There was a span of a week in January where rain fell on the city to the point where pundits declared the drought over. Whether that was the truth-or-not was another story - the culture of our day lends itself to skepticism on all things news related.
Either way as my son and wife scurried towards our car, we wore the remnants of the storm as it clung to our bodies as ripples appeared on the ground with each step.
Rain doesn’t bother me per se but it can be annoying as it taps, taps, taps, incessantly on my head like a woodpecker on a tree.
Enough is enough, I often think. I get it. It’s raining in a land that more often than not revels in the glow of the California sun - which truthfully is just as petulant as the rain.
I’m a London fog or overcast kinda guy. It makes me happy.

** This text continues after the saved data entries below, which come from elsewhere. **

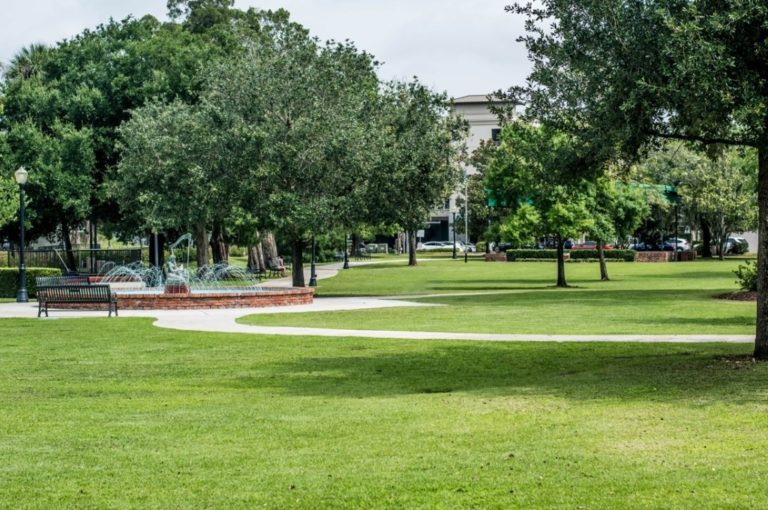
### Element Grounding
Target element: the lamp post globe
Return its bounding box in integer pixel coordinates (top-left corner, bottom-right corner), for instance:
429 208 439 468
15 167 29 303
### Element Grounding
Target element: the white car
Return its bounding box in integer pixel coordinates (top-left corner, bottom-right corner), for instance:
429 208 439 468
418 241 450 251
663 238 690 251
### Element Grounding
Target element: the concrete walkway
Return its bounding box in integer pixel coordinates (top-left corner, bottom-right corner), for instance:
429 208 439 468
0 299 753 343
0 258 753 343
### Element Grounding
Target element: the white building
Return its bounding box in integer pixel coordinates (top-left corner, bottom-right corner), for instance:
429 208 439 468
420 94 514 244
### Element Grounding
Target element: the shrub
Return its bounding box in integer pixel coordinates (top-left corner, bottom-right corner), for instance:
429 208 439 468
734 261 757 291
0 267 62 298
229 245 246 257
506 249 558 261
476 241 486 253
570 249 636 262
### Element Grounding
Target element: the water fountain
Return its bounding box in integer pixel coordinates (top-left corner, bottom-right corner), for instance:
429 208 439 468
82 236 313 310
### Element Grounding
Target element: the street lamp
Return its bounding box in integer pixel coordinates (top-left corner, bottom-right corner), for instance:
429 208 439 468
452 211 457 259
343 234 350 270
464 173 469 264
309 236 318 287
14 167 29 303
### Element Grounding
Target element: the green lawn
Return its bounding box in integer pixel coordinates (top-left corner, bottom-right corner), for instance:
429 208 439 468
1 318 768 508
239 259 755 335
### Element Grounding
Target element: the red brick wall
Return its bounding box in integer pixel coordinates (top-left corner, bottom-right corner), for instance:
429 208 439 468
635 251 675 263
52 288 315 311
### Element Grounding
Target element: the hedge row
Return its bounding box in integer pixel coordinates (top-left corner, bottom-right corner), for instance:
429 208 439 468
506 249 636 262
570 249 636 262
506 249 558 260
0 267 62 298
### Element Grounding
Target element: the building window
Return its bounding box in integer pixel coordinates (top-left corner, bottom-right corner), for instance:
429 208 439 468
444 198 451 209
491 128 501 143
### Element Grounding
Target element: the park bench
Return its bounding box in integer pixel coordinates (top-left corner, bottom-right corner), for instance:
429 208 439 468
37 284 118 318
353 249 371 261
267 261 285 278
36 275 91 287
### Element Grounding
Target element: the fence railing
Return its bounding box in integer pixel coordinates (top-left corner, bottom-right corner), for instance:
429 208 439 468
4 248 143 275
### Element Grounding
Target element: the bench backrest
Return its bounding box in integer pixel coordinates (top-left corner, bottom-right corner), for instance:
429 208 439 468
36 276 90 287
37 284 113 302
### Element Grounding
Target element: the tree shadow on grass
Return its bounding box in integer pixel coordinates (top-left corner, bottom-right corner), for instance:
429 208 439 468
236 341 767 405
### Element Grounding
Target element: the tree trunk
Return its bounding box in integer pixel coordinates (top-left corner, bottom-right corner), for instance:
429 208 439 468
408 230 417 266
352 233 359 257
597 241 609 281
755 145 768 359
210 222 228 264
247 245 263 273
292 238 305 287
701 219 713 258
261 231 278 263
556 235 567 287
195 224 208 269
60 221 77 272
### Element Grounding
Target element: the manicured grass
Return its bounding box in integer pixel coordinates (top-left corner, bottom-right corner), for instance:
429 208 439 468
240 259 755 335
1 317 768 508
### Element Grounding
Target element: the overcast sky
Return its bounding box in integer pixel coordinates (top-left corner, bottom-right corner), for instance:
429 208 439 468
0 0 530 98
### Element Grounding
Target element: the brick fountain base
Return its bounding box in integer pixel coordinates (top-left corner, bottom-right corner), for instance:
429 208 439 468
56 277 315 310
116 287 315 310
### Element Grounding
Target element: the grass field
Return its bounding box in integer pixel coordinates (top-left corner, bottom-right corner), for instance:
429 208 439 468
1 318 768 508
239 259 756 335
1 258 765 508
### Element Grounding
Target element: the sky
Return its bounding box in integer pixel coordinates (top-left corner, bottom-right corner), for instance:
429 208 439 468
0 0 531 98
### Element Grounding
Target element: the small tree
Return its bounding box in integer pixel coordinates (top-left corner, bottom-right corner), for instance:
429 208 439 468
485 121 594 287
370 80 466 266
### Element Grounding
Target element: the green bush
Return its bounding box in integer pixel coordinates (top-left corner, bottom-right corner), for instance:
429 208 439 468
506 249 558 261
229 245 246 257
0 267 62 298
570 249 636 262
734 261 757 291
476 241 486 253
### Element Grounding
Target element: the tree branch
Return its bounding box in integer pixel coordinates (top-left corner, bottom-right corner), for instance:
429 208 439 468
645 129 758 148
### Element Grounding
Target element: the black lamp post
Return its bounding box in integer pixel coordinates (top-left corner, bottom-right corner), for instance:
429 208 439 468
343 234 350 270
309 236 318 287
452 211 457 259
15 167 29 303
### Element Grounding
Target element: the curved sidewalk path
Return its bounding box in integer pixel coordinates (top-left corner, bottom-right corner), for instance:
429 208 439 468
0 260 753 343
0 298 752 344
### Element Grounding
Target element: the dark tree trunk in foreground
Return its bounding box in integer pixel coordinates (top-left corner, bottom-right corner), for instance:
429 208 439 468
291 238 305 287
210 222 228 264
408 230 417 266
247 245 263 272
755 145 768 359
195 224 208 269
556 235 567 287
701 219 713 258
597 241 609 281
61 221 77 272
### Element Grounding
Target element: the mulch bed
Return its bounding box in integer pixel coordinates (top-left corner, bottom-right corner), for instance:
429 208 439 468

One, because I can dress in layers and two layers again - it’s all vanity, really. Malibu mornings is the sine qua non I long for.
On one such glorious overcast day as the rain stopped, I layered up, camera in tow loaded with Tri-X, because Bresson and the light was even, and I walked to the Hammer.
It was the final days of the Joan Didion exhibit and though I had known of her, we were strangers in the night. But as the shutter clicked, I was destined to slouch towards her writings.
In the vein of Hemingway, clear and precise, with selection of word usage and structure, Didion became the conduit to a Los Angeles I have grown nostalgic for over the years - a muse of the written word, and a voice of the things we go through in life and how we deal with them as we age - a truth I am seeking as I am planted in the soils of middle age.
In The Year of Magical Thinking, she writes, “Time is the school in which we learn.” I believe I was only prepared to read her works in the time I was set to - not too early and not too late.
On an overcast day in Los Angeles with my camera in tow, in a season of life that we all succumb to, Joan Didion arrived right on time.